DeLay Blames 'Politics of Personal Destruction'

Shock waves have reverberated throughout Capitol Hill since Rep. Tom DeLay, R-Texas, announced his resignation from Congress.

The former House majority leader said he was stepping aside because polls showed he could lose his bid for re-election even though his district is decidedly Republican. Recently, DeLay has been embroiled in scandal, most namely, the Jack Abramoff money-laundering investigation.

Last week, DeLay's former deputy chief of staff, Tony Rudy, pleaded guilty to conspiracy and corruption charges, admitting to having sold influence to the lobbyist, who earlier had pleaded guilty to charges of conspiring to corrupt public officials.

DeLay has not been charged with any crime related to the case.

"Look I've had, I've hired lawyers to investigate me as if they were prosecuting me," said DeLay who will turn 59 on Saturday. "They spent all fall, four months looking at everything I had done over the last 21 years and they have found nothing. We have always tried to be honorable in our service, ethical in our service, and we've been passionate about what we believe in, but we've never done anything wrong."

DeLay said there was a "zero" chance that he would be indicted.

In September 2005, a Texas grand jury indicted DeLay on charges of breaking campaign finance laws, and he resigned as House majority leader.

DeLay said that he had decided not to seek re-election because the campaign had become a referendum on him, not on ideas.
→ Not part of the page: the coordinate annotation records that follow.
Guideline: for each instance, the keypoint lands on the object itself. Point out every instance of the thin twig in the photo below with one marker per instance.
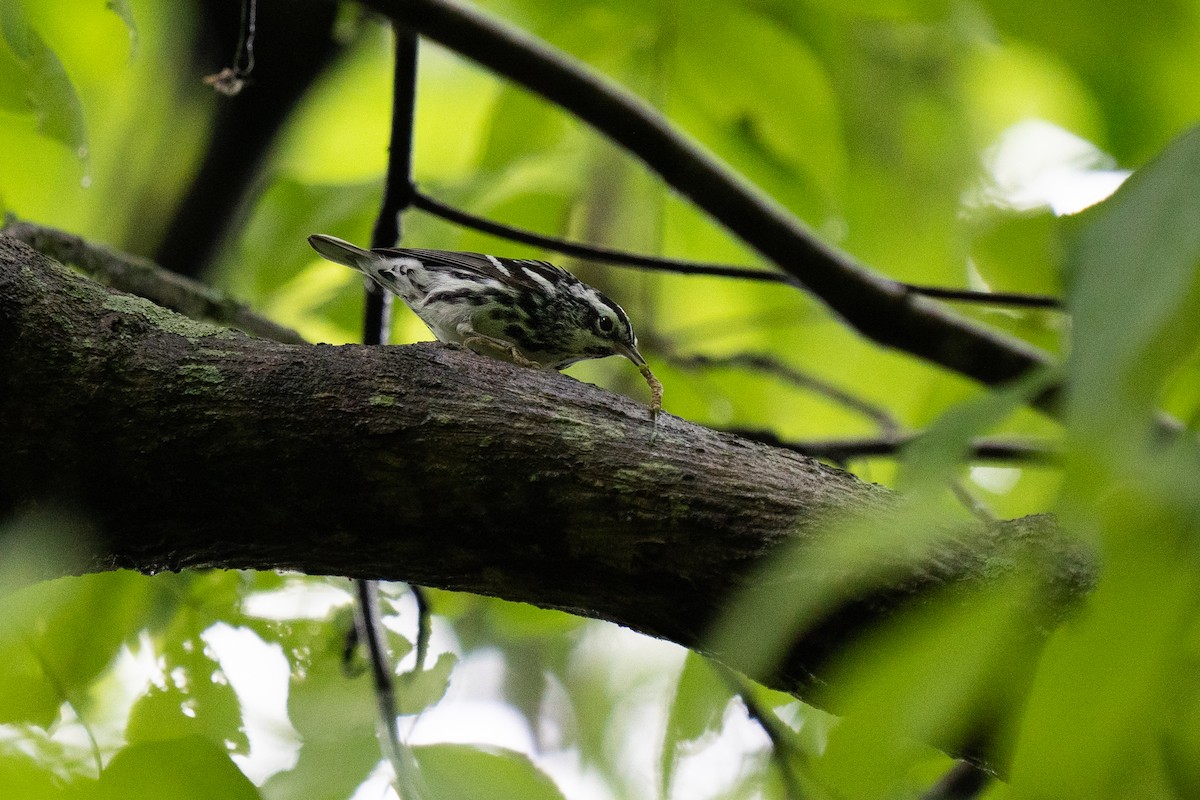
(376, 328)
(880, 308)
(232, 80)
(780, 735)
(964, 781)
(685, 266)
(593, 252)
(989, 298)
(977, 509)
(881, 416)
(843, 450)
(147, 280)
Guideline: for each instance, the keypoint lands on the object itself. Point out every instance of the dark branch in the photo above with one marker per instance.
(882, 310)
(189, 445)
(881, 416)
(687, 266)
(147, 280)
(294, 47)
(841, 451)
(592, 252)
(376, 328)
(988, 298)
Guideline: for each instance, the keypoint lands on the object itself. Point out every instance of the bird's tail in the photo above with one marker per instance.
(343, 252)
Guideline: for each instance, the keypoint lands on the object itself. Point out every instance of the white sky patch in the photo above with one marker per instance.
(298, 600)
(258, 673)
(997, 480)
(1038, 164)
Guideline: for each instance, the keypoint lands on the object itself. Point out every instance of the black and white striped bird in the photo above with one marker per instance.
(523, 311)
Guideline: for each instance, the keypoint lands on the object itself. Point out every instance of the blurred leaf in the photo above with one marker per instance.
(814, 576)
(197, 701)
(755, 109)
(27, 780)
(58, 637)
(335, 717)
(1109, 683)
(415, 691)
(37, 83)
(945, 673)
(125, 11)
(1133, 292)
(697, 709)
(1019, 252)
(189, 768)
(467, 773)
(522, 125)
(942, 449)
Although he vanquished Republican opponents in the primary, polls showed him in a dead heat with his Democratic opponent, and DeLay feared that his seat could go to the Democrats.

"It shows you that the politics of personal destruction and character assassination takes its toll," he said to ABC News' George Stephanopoulos. "I've been going through this for 10 years, and after 10 years, particularly … being indicted on laws that don't exist. It takes its toll."

DeLay's redistricting plan may be part of the reason he fears he could lose the race. He helped shore up neighboring districts for Republicans at the expense of his own 22nd district, which had voted 64 percent for Bush. It is now thought to be only 55 percent Republican. Even with DeLay out of the picture, the fight for the seat could be competitive.

DeLay said he had been told by prosecutors that he was not the subject of the Abramoff investigation, even though he is generally believed to be "Representative #2" named by Rudy. DeLay said he was simply not aware of some of his staff's illegal activities.

"It's very easy not to know," he said. "You've been around here. You've worked on the Hill. You know that a leader's office is a whirlwind all day long. And you have to trust the people that work for you."

For now, DeLay said he was getting over his disappointment and hurt by turning to his Christian faith.

"I have the grace of the Lord with me every day, all day long," he said. "That is why I am totally at peace with this decision. I have a sense of joy about it because I walk with the Lord. He guides me and so I haven't fallen from his grace. … Probably right now, the one I struggle with the most is loving your enemies. I'm working on it."